There is uncertainty surrounding the opening of the Polytechnic, a Unima constituent college. As it is, the calendar has greatly been compromised.
While all this is happening, there is a deafening silence from the Chancellor of the University. However, Mutharika instead of solving, or at least providing direction, has decided to lay blame on councils and management teams of the universities. While I may not entirely be in the know of what goes on in the council, I find it rather disturbing that the Chancellor says the university councils should stop running to him whenever there are problems.
Now, Mutharika as you might be aware, is no stranger to absconding his duties when he is needed the most.
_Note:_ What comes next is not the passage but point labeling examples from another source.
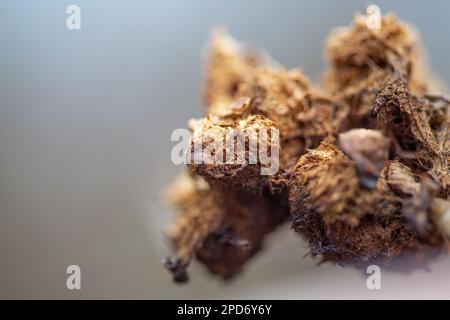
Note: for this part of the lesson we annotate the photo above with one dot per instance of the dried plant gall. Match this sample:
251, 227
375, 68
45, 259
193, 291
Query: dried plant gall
369, 149
363, 160
221, 228
349, 224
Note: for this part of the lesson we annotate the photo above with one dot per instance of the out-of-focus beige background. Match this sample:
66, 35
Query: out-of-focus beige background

Last time there was a standoff between government and Unima lecturers, Mutharika, who then was Education minister, simply sneaked out of the country, wishing the problems away.
To me, it does not come as a surprise that this time around, Mutharika has chosen to do nothing again; perhaps, hoping and praying that the problems will vanish on their own.
As Chancellor, Mutharika cannot claim nor push the problems rocking the universities entirely on university councils and management teams, by virtue of being the Chancellor of these universities, I believe he is part of the team. Perhaps the Chancellor needs to be reminded that he intervened in the fees hike and ordered a K50 000 reduction across the board on the new fees proposed by Unima.
With due respect, Mr President, as Chancellor, you cannot pick and choose which problems to get involved in and solve. By asking the council to stop looking up to you whenever there is a crisis Mr. Chancellor, you are admitting that you have failed to do your job. I do not think the councils are wrong in consulting you whenever there are problems.
Your silence, Mr. Chancellor, will not make the problems go away, but your intervention will.